Orders and recommendations
Orders
- The landlord must apologise to the resident for the additional failures identified in this report. The apology should be in line with the Ombudsman’s guidance on apologies (available on our website).
- The landlord must provide its findings from the chimney inspection and “vericon cube”. The landlord must also confirm its position on what it believes the cause of the damp and mould in the property is. If further repairs or investigation is required, it must provide an action plan with defined timescales for it to complete the work.
- The landlord must complete a risk assessment in line with the HHSRS and taking into account the vulnerabilities in the household. If any risks are identified, the landlord must outline what steps it is taking to mitigate the risks in line with its responsibilities under the HHSRS.

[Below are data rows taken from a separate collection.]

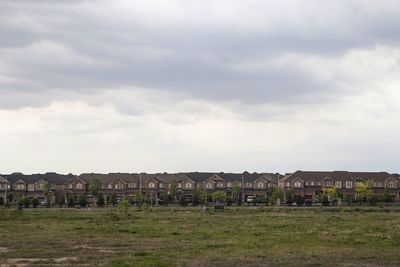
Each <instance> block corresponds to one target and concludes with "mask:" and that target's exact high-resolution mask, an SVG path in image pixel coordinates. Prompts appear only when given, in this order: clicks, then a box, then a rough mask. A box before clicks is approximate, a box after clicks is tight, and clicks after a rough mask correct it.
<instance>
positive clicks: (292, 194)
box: [286, 189, 294, 205]
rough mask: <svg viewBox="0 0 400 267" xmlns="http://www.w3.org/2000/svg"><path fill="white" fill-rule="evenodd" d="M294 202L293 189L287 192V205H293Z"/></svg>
mask: <svg viewBox="0 0 400 267" xmlns="http://www.w3.org/2000/svg"><path fill="white" fill-rule="evenodd" d="M293 202H294V190H293V189H289V190H288V191H287V192H286V204H288V205H292V204H293Z"/></svg>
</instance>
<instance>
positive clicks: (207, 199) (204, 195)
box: [195, 186, 208, 206]
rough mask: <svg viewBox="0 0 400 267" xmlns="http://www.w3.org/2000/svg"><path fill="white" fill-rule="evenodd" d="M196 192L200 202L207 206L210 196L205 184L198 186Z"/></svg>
mask: <svg viewBox="0 0 400 267" xmlns="http://www.w3.org/2000/svg"><path fill="white" fill-rule="evenodd" d="M195 192H196V196H197V199H198V201H199V204H200V205H204V206H207V204H208V199H207V197H208V196H207V191H206V190H205V189H204V187H203V186H200V187H198V188H197V189H196V191H195Z"/></svg>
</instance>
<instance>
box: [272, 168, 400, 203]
mask: <svg viewBox="0 0 400 267" xmlns="http://www.w3.org/2000/svg"><path fill="white" fill-rule="evenodd" d="M367 181H371V182H372V189H373V191H374V192H375V193H378V194H379V193H383V192H384V191H385V190H386V191H389V193H390V195H392V196H393V197H394V199H395V200H397V201H399V200H400V176H399V175H398V174H389V173H387V172H347V171H332V172H323V171H296V172H294V173H292V174H286V175H285V177H284V178H283V179H280V180H279V182H278V187H279V188H281V189H283V190H284V191H285V192H287V191H288V190H293V191H294V193H295V194H297V195H302V196H304V198H305V199H308V200H312V201H315V200H316V197H317V195H319V194H321V193H322V192H323V190H324V189H325V188H330V187H336V188H337V189H338V191H339V192H341V193H342V194H343V196H345V197H351V198H355V197H356V187H357V185H358V184H359V183H365V182H367Z"/></svg>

- The landlord must pay the resident a total of £600 in compensation, this is broken down as:
- £200 it previously offered for the complaint handling delays, if it has not already done so.
- £100 for the additional complaint handling failures.
- £300 awarded for the failures related to its handling of the resident’s reports of damp and mould.
- The landlord must provide evidence of its compliance with the above orders within 6 weeks of the date of this report.
Recommendation
- The landlord should reflect on any changes it has or could make to improve the time taken to respond to complaints.